Drunkenly the miner lay down on his back in the dark, soft red cinders of the roadbed. Darly had backed up to slacken the chain.
Darly hurt the miner, too. He tore some skin from his fingers by racing ahead before the chain was secure. Without complaining, the miner wrapped his hand in his shirttail saying, “She’ll do it now.” The old car came down from the tracks and stood on the shoulder of the road.
“There’s your goddamn car,” said Darly to Hattie.

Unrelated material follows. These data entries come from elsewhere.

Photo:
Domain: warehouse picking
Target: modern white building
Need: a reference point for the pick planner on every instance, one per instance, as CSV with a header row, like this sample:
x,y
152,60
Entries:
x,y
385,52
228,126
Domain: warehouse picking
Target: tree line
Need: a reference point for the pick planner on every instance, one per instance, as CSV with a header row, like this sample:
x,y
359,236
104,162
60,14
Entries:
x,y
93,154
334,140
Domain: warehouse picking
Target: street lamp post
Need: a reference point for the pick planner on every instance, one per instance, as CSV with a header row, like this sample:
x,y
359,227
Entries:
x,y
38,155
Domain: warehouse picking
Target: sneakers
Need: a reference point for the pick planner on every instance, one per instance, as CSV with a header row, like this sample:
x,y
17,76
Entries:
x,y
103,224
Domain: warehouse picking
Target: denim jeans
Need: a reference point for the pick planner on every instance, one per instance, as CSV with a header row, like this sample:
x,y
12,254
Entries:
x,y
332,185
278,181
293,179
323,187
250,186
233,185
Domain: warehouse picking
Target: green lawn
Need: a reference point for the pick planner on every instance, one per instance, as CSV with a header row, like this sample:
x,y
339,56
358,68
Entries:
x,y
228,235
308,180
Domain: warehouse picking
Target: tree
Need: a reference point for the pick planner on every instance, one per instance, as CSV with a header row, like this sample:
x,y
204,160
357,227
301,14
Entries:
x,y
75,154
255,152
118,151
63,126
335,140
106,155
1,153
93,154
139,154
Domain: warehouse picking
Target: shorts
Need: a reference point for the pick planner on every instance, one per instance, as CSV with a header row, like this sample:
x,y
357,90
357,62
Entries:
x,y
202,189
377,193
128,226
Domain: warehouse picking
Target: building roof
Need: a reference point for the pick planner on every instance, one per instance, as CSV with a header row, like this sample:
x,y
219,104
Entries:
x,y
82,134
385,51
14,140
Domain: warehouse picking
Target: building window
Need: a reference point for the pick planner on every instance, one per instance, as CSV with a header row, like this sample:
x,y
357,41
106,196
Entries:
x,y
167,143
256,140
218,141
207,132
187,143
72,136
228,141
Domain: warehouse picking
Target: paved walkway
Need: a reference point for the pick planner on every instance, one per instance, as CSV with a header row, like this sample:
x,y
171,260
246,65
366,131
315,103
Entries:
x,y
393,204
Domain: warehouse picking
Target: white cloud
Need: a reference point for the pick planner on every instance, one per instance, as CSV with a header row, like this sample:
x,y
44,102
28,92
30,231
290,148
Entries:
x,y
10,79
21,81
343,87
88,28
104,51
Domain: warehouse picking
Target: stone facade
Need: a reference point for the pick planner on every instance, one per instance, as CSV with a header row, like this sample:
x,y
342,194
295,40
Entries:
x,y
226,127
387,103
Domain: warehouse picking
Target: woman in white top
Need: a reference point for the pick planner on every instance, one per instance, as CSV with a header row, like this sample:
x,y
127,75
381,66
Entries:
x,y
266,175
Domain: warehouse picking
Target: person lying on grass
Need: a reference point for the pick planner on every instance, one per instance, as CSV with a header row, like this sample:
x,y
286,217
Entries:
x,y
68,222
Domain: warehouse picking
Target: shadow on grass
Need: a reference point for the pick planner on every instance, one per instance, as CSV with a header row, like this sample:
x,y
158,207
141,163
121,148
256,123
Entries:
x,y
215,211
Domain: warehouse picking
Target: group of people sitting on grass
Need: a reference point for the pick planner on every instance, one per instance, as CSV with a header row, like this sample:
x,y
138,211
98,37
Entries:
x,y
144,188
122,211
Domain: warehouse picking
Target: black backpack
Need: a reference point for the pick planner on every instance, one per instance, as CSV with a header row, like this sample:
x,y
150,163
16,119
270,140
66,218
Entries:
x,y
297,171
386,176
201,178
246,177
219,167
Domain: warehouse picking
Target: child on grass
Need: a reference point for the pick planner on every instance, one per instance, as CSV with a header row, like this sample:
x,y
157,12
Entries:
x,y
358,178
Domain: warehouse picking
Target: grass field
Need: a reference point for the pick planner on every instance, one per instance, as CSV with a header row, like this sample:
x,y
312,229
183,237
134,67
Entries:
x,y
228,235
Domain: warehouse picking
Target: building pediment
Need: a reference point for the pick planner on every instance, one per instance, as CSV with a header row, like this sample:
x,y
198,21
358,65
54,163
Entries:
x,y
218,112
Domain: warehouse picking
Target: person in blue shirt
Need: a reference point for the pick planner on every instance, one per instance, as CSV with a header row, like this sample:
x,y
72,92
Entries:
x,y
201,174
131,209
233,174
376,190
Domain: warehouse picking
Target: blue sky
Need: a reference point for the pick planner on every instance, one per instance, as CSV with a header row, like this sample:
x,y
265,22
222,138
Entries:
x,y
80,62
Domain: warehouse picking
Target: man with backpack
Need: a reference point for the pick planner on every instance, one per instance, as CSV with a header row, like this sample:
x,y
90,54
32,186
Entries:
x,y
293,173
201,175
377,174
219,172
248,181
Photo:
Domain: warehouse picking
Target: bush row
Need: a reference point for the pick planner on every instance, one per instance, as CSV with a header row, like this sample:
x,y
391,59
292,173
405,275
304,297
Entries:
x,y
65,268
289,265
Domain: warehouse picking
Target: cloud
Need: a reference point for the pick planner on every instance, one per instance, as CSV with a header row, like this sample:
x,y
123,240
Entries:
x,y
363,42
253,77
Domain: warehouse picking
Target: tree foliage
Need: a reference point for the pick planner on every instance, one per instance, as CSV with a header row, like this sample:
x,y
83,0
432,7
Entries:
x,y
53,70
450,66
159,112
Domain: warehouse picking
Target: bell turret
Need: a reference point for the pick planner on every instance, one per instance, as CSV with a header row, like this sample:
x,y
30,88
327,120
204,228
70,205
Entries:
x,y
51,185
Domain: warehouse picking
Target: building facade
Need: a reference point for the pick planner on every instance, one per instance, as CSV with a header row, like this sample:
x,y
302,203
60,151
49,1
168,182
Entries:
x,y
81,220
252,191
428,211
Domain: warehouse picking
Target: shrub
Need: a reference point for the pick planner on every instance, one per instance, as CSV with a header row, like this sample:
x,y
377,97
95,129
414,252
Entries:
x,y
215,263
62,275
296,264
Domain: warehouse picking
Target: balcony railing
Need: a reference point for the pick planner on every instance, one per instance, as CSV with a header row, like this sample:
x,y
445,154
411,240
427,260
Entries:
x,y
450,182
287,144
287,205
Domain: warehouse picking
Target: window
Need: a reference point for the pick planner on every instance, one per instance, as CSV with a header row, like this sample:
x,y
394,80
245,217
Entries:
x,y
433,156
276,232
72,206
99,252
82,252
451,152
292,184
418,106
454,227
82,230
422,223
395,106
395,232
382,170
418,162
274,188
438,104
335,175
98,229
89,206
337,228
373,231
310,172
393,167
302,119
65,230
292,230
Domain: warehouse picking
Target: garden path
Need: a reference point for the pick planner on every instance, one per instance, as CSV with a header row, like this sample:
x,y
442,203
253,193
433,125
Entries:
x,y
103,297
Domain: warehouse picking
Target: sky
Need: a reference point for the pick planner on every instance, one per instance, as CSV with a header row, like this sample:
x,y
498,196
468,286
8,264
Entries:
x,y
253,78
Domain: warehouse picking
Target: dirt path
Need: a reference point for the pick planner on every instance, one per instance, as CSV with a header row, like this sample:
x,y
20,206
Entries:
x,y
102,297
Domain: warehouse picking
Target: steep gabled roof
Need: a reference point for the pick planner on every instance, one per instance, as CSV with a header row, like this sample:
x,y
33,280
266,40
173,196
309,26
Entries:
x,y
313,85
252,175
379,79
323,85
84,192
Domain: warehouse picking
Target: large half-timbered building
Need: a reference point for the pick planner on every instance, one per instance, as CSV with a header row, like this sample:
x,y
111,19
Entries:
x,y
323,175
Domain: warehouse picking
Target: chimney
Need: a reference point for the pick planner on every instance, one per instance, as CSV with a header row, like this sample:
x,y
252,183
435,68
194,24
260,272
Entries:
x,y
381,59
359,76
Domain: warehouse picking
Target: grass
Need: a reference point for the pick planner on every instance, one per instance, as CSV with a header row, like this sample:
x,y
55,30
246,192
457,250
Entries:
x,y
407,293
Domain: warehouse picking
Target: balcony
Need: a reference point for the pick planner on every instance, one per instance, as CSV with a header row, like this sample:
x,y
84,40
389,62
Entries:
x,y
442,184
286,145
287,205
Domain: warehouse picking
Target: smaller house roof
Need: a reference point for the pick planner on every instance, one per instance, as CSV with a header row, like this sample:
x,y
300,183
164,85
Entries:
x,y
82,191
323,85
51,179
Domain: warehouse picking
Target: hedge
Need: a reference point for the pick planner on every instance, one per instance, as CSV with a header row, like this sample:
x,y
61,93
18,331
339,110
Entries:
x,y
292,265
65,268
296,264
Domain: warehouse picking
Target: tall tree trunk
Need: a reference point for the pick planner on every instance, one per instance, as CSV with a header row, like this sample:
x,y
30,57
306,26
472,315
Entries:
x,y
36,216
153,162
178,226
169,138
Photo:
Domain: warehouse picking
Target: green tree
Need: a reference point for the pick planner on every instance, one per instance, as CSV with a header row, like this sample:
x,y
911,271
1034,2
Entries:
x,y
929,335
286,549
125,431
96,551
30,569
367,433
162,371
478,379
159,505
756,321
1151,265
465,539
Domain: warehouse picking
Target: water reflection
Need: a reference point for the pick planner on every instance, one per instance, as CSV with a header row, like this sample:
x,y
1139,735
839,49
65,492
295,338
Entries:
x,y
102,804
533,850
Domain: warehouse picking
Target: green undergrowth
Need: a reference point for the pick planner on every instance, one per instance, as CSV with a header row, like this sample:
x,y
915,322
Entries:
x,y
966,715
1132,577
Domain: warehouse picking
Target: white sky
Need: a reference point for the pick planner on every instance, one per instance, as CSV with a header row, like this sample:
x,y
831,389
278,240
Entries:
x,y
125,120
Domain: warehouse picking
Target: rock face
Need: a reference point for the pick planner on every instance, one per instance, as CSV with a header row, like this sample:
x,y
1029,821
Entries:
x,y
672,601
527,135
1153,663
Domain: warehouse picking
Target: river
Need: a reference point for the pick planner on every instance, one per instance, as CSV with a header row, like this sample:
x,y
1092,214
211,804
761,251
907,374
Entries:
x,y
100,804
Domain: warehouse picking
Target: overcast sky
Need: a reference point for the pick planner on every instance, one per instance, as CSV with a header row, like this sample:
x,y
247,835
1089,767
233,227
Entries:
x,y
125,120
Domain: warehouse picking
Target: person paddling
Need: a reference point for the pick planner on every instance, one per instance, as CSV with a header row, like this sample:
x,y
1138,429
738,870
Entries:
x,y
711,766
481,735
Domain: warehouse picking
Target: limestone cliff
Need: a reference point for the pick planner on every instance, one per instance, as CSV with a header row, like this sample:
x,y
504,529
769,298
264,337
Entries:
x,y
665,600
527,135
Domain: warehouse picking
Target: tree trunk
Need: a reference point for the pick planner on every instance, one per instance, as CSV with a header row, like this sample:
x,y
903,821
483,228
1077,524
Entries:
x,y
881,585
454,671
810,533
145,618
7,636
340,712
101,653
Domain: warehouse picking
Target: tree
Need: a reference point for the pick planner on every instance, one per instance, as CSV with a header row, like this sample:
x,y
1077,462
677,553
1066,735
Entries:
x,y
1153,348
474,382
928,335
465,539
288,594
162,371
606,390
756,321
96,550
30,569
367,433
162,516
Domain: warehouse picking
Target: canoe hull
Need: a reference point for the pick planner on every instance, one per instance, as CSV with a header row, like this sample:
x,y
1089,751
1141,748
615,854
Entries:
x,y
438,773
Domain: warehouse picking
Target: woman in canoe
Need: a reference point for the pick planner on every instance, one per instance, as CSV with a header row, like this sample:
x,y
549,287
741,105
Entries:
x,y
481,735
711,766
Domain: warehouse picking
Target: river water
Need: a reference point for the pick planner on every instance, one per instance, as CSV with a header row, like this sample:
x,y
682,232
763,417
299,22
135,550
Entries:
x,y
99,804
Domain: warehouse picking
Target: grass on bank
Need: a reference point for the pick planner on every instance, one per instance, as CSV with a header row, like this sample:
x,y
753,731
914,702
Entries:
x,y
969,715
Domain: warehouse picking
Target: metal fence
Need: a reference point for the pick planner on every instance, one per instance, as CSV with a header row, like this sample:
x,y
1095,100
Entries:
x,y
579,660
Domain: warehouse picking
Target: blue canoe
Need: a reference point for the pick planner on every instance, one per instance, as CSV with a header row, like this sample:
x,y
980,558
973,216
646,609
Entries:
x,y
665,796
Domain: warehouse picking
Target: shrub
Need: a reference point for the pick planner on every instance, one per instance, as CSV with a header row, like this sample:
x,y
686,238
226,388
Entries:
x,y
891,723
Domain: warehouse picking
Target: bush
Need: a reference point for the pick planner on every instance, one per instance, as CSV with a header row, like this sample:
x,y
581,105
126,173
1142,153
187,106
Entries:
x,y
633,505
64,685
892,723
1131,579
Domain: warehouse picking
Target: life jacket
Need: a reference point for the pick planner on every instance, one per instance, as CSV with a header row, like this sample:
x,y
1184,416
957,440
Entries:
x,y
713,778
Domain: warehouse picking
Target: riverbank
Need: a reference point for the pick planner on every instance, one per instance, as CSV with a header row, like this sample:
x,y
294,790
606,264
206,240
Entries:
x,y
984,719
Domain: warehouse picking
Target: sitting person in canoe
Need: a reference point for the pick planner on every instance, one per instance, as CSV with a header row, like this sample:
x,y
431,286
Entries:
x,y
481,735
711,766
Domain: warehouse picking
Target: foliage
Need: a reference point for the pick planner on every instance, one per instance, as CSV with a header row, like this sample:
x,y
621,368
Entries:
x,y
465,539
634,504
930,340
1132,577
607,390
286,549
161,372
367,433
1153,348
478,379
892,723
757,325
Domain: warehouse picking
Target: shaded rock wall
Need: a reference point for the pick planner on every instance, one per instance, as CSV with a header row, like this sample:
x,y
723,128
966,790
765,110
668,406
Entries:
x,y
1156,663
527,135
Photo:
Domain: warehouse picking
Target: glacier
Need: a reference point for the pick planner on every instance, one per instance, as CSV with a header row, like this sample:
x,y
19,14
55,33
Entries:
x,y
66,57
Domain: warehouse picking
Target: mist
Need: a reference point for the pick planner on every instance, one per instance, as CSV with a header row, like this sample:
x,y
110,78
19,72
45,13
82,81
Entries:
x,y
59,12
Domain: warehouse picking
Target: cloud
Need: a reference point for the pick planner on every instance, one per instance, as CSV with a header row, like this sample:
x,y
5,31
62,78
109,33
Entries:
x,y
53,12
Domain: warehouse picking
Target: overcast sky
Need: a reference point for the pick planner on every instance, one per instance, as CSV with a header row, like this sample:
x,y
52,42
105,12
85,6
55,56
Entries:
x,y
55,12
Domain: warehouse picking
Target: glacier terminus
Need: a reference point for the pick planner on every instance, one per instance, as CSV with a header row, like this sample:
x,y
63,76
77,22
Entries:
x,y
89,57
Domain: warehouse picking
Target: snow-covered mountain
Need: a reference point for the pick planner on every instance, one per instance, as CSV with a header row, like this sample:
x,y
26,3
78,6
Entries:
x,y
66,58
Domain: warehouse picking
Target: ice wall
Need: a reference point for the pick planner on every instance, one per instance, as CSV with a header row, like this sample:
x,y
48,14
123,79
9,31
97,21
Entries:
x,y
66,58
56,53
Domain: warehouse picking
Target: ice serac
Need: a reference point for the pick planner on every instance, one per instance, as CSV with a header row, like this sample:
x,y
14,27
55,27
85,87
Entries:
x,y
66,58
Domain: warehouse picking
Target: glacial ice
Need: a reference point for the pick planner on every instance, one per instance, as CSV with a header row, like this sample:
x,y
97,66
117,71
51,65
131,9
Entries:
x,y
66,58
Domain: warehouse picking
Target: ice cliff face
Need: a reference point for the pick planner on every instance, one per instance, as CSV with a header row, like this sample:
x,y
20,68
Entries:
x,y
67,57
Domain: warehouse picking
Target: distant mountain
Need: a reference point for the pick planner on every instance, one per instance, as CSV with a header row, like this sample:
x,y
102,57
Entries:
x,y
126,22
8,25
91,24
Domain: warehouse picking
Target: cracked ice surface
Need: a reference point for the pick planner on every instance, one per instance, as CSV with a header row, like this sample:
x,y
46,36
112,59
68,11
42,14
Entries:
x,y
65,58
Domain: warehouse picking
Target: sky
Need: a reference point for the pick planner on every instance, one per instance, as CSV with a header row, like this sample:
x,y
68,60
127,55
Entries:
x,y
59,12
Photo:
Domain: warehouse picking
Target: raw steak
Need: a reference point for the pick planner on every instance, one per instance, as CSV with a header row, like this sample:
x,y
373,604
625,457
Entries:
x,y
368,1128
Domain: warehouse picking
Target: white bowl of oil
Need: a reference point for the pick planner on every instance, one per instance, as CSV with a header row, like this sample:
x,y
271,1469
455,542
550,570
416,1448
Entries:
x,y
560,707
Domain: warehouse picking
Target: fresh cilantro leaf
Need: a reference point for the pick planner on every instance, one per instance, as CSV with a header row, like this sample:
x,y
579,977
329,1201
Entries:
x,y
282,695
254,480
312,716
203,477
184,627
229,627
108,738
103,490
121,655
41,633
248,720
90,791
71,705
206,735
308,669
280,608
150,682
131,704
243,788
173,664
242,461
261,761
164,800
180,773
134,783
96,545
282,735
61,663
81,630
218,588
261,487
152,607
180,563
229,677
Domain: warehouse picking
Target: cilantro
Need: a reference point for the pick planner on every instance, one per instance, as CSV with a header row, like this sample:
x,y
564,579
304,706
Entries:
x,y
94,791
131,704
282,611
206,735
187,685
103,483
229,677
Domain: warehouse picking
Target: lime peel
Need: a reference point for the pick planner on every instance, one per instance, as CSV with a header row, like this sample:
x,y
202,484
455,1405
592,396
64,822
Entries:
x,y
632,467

“Is it all right?” she said. Her left side was covered with dirt, but
she managed to pick herself up and stand, round-backed and heavy, on her stiff legs. “I’m hurt, Darly.” She tried to convince him of it.
‘Hell if you are,” he said. He believed she was putting on an act to escape blame. The pain in his ribs made him especially impatient with her. “Christ, if you can’t look after yourself anymore you’ve got no business out here.”
“You’re old yourself,” she said. “Look what you did to me. You can’t hold your liquor.”
This offended him greatly. He said, “I’ll take you to the Rolfes. They let you booze it up in the first place, so let them worry about you. I’m tired of your bunk, Hattie.”
He raced uphill. Chains, spade, and crowbar clashed on the sides of the pickup. She was frightened and held her arm and cried. Rolfe’s dogs jumped at her to lick her when she went through the gate. She shrank from them crying, “Down, down.’
“Darly,” she cried in the darkness, “take care of my car. Don’t leave it standing there on the road. Darly, take care of it, please.”
But Darly in his ten-gallon hat, his chin-bent face wrinkled, small and angry, a furious pain in his ribs, tore away at high speed.
“Oh, God, what will I do,” she said.
The Rolfes were having a last drink before dinner, sitting at their fire of pitchy railroad ties, when Hattie opened the door. Her knee was bleeding, her eyes were tiny with shock, her face gray with dust.
“I’m hurt,” she said desperately. “I had an accident. I sneezed and lost control of the wheel. Jerry, look after the car. It’s on the road.”
They bandaged her knee and took her home and put her to bed. Helen Rolfe wrapped a heating pad around her arm.